Over the years Shabnam, a trained Carnatic classical artiste, has lent her voice to a handful of other memorable playback numbers and light music tracks, most notably, Shukriya... from the film Niram (she was in class nine then). But Malayali audiences know the young singer better for her appearances in front of the camera, as an anchor of shows such as Saregama (Asianet), Music Buzz Live (Asianet Plus), Swargamalika (Jaihind) and Gandharvasangeetham (Kairali), and as a judge on mappilapattu reality music shows such as Patturumal.

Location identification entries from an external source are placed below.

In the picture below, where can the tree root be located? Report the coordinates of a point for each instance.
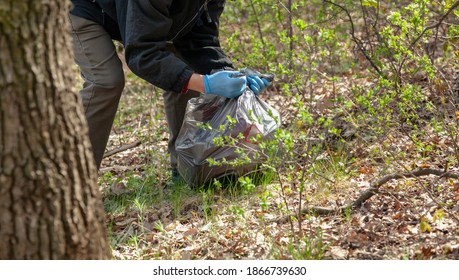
(122, 148)
(372, 190)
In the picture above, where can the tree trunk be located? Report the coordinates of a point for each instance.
(50, 205)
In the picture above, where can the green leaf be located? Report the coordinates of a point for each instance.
(370, 3)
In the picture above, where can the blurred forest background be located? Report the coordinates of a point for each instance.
(368, 93)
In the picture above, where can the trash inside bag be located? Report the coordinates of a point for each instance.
(208, 117)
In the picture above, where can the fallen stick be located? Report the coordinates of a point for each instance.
(372, 190)
(122, 148)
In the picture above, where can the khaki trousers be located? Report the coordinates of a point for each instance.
(103, 76)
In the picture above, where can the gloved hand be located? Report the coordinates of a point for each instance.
(229, 84)
(257, 81)
(257, 84)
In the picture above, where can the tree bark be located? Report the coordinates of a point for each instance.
(50, 205)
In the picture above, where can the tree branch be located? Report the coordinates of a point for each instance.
(122, 148)
(372, 190)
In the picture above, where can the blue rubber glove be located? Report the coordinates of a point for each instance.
(257, 84)
(229, 84)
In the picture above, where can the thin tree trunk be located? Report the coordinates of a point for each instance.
(50, 206)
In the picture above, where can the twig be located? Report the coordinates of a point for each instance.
(122, 148)
(121, 168)
(374, 189)
(355, 39)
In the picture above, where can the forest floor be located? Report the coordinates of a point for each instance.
(150, 217)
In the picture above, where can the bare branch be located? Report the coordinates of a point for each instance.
(372, 190)
(122, 148)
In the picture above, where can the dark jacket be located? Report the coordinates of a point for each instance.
(145, 27)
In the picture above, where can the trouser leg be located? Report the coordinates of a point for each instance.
(175, 106)
(103, 77)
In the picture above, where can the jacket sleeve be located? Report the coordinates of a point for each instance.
(200, 48)
(145, 25)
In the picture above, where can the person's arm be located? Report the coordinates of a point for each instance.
(200, 48)
(144, 27)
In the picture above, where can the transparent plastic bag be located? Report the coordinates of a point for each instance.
(206, 118)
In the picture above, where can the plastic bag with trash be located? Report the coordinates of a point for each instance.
(210, 116)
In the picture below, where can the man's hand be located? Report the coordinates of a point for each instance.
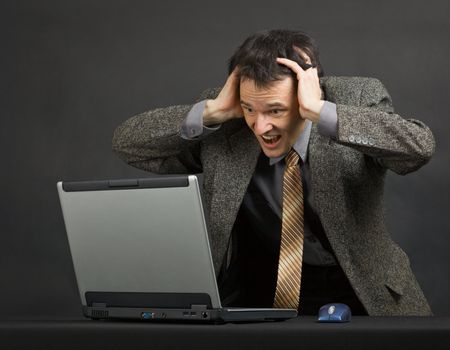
(309, 93)
(226, 105)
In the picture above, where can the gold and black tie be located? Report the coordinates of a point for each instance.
(287, 294)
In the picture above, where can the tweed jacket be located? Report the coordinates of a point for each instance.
(347, 180)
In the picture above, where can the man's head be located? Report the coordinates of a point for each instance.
(268, 90)
(256, 57)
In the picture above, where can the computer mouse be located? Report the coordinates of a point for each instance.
(336, 312)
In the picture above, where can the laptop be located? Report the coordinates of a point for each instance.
(140, 250)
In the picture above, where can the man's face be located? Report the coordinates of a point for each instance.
(272, 113)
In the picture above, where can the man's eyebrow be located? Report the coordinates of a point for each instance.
(273, 104)
(276, 104)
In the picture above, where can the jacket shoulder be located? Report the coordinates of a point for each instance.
(357, 91)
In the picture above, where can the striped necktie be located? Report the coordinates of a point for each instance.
(287, 294)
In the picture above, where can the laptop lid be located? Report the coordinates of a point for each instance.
(139, 241)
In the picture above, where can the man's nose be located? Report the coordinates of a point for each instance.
(262, 124)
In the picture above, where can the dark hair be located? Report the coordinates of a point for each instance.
(256, 57)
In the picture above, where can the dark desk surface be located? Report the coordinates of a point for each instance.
(301, 333)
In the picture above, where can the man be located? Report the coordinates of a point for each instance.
(294, 166)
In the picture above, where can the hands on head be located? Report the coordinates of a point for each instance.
(227, 104)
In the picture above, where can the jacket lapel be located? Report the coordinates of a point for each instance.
(235, 167)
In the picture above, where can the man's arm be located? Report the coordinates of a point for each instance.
(161, 141)
(402, 145)
(151, 141)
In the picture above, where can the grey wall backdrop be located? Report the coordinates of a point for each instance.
(71, 71)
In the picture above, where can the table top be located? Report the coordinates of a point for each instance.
(362, 332)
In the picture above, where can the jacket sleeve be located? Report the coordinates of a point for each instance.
(401, 145)
(151, 140)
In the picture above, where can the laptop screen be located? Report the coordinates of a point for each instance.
(136, 238)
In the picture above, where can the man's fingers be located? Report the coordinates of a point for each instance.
(294, 66)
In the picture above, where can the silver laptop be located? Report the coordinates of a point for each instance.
(140, 250)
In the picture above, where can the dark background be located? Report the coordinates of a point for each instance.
(71, 71)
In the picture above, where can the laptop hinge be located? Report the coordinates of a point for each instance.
(199, 307)
(99, 305)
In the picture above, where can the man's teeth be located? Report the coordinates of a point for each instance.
(269, 138)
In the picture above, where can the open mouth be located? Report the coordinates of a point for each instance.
(270, 139)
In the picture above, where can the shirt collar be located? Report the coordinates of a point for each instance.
(300, 146)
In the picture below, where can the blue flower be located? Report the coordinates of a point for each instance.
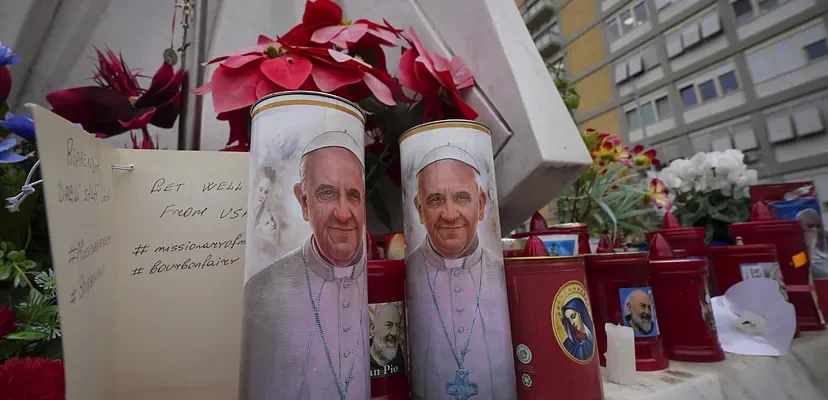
(7, 57)
(20, 125)
(6, 155)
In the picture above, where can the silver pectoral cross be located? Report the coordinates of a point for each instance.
(461, 388)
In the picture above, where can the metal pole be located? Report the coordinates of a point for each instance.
(638, 110)
(192, 55)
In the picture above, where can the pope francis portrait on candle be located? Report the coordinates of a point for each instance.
(304, 322)
(458, 312)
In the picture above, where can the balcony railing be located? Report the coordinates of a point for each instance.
(537, 13)
(549, 43)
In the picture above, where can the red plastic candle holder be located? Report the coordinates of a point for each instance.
(563, 229)
(733, 264)
(690, 240)
(553, 334)
(616, 279)
(688, 328)
(386, 288)
(787, 237)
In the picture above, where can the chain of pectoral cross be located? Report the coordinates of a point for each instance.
(187, 7)
(461, 388)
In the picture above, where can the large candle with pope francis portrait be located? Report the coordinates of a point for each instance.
(305, 318)
(458, 315)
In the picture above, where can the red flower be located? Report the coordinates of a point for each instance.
(642, 158)
(245, 76)
(437, 79)
(146, 143)
(5, 83)
(32, 379)
(273, 67)
(119, 103)
(239, 121)
(334, 71)
(8, 321)
(323, 20)
(657, 193)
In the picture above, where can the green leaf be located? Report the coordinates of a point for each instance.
(26, 335)
(634, 213)
(16, 256)
(8, 348)
(5, 271)
(632, 227)
(606, 210)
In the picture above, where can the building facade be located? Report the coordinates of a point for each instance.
(685, 76)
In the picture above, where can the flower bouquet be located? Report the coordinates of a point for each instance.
(346, 58)
(710, 190)
(614, 195)
(30, 346)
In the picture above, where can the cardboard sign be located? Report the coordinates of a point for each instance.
(149, 265)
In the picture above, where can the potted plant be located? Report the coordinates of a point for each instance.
(710, 190)
(615, 195)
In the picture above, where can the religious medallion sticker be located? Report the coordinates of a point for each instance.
(386, 338)
(638, 308)
(527, 380)
(572, 322)
(524, 354)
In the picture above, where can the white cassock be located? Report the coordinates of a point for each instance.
(283, 354)
(455, 282)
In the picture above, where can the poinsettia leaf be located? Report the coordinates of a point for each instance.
(371, 105)
(26, 335)
(380, 209)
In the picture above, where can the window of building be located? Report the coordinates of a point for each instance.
(632, 120)
(627, 20)
(708, 90)
(612, 30)
(767, 5)
(688, 96)
(663, 107)
(803, 118)
(640, 11)
(728, 82)
(651, 111)
(746, 10)
(743, 9)
(788, 53)
(693, 33)
(636, 64)
(816, 50)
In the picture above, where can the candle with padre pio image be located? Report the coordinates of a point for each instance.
(305, 322)
(458, 313)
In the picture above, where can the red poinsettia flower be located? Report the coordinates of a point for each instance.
(334, 71)
(245, 76)
(146, 142)
(643, 158)
(437, 79)
(658, 194)
(8, 321)
(323, 20)
(119, 103)
(32, 379)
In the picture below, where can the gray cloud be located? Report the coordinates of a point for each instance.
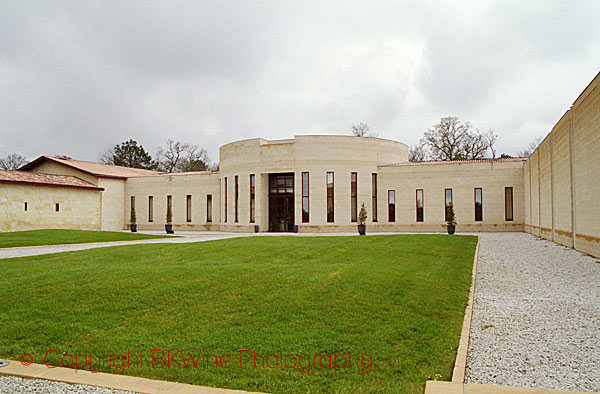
(76, 77)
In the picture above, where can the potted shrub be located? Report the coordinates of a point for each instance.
(362, 219)
(132, 225)
(450, 219)
(169, 225)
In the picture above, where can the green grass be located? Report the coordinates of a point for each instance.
(397, 298)
(56, 237)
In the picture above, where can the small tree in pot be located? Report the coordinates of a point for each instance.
(450, 219)
(132, 220)
(362, 219)
(169, 225)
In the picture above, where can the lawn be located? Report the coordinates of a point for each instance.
(399, 299)
(56, 237)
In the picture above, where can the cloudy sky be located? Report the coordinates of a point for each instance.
(79, 76)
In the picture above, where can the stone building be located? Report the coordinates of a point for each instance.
(317, 183)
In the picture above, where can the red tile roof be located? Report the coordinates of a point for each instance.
(437, 162)
(33, 178)
(96, 169)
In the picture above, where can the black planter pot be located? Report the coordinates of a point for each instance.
(362, 229)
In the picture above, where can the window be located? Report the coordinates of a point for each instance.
(209, 208)
(236, 196)
(252, 196)
(448, 196)
(150, 208)
(374, 196)
(225, 194)
(478, 204)
(419, 205)
(330, 217)
(188, 208)
(353, 197)
(391, 205)
(508, 211)
(305, 202)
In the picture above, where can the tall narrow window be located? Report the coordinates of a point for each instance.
(374, 196)
(419, 205)
(150, 208)
(252, 196)
(391, 205)
(225, 219)
(236, 196)
(209, 208)
(170, 206)
(330, 212)
(353, 197)
(448, 197)
(478, 204)
(188, 208)
(305, 201)
(508, 211)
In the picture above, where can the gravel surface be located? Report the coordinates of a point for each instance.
(13, 384)
(37, 250)
(536, 315)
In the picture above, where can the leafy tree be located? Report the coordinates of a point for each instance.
(452, 139)
(128, 154)
(12, 162)
(177, 156)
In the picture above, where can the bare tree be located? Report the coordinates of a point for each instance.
(531, 147)
(452, 139)
(491, 137)
(360, 130)
(417, 153)
(182, 157)
(12, 162)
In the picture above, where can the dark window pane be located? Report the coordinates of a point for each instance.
(508, 203)
(419, 205)
(353, 197)
(391, 205)
(478, 205)
(374, 196)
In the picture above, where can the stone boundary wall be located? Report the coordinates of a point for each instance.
(562, 178)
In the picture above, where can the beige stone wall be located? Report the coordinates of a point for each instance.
(112, 203)
(178, 186)
(567, 166)
(491, 177)
(79, 208)
(316, 155)
(112, 207)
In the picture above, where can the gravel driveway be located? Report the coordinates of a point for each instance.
(536, 315)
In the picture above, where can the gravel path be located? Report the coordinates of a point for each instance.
(13, 384)
(536, 315)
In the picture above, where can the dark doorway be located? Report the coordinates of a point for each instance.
(281, 202)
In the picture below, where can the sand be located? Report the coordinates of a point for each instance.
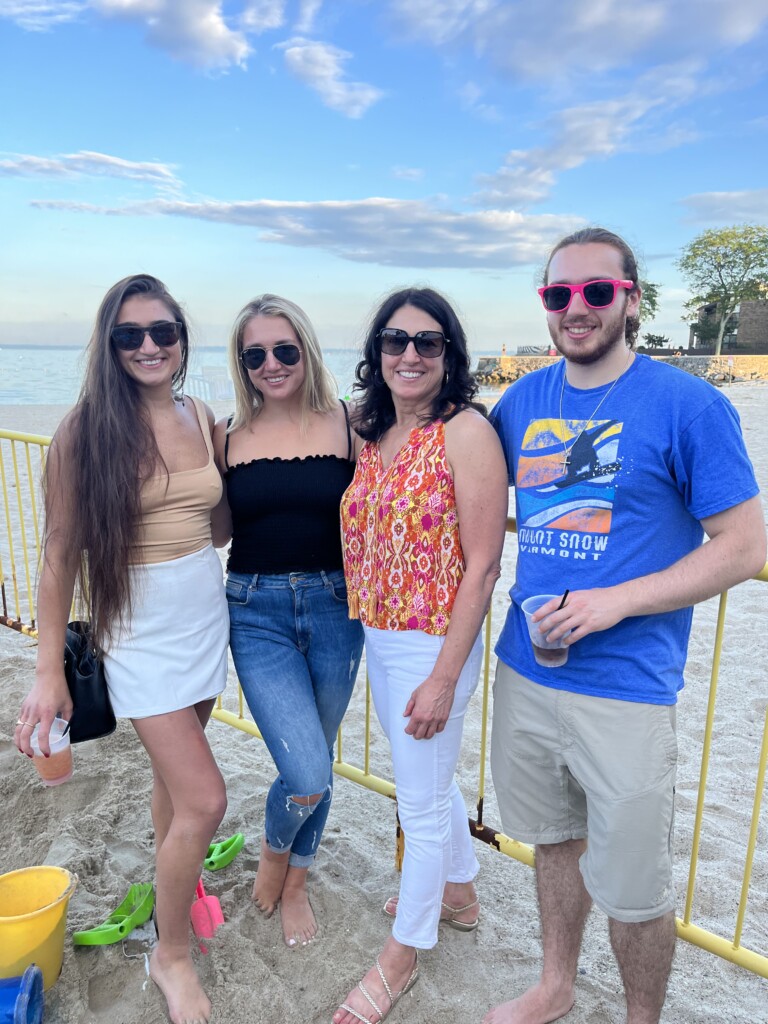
(98, 825)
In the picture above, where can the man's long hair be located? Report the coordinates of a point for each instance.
(601, 236)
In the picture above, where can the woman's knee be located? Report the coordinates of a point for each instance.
(311, 800)
(208, 807)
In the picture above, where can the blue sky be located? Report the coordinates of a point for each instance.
(332, 151)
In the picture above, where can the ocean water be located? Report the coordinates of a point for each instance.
(48, 376)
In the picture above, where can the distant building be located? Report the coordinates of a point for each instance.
(748, 329)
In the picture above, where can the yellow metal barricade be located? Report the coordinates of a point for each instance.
(22, 459)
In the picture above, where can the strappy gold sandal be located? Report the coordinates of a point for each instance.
(390, 908)
(393, 999)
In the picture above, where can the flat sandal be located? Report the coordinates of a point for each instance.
(393, 999)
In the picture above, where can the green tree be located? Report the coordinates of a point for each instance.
(724, 266)
(649, 301)
(655, 340)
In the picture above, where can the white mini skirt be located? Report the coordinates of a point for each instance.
(173, 652)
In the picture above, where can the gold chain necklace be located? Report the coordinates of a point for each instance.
(565, 450)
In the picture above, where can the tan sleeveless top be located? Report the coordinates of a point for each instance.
(176, 508)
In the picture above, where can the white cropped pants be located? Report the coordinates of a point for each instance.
(438, 845)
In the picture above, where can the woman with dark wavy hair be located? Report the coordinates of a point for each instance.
(423, 526)
(130, 486)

For the moment, though, playback singing and reality shows are not her priorities. Shabnam, who recently completed her post-graduate degree in music, has now turned her attention to Sufi music. It’s what her postgraduate thesis for the University of Kerala was about and its the topic that she will be delivering the lecture-demonstration at her alma mater, the Department of Music. “I’ve always been fascinated by Sufi philosophy for my thoughts are along the same lines. I love how how Sufi music allows that deep, connection with the Almighty and the ecstasy that comes with being one-to-one with Him. When I was looking around for a research topic, I found that there was not much information available on Sufi music, its origins, its soul. Sufi music is huge in North India and in Pakistan but that popularity has not percolated down south. My aim is to popularise it here,” she says. The first step is the lecture-demonstration. “I am also thinking of publishing my thesis,” she says.

The lec-dem is at Department of Music auditorium, next to University Women’s Hostel, Vazhuthacaud. Time: 10.30 a.m.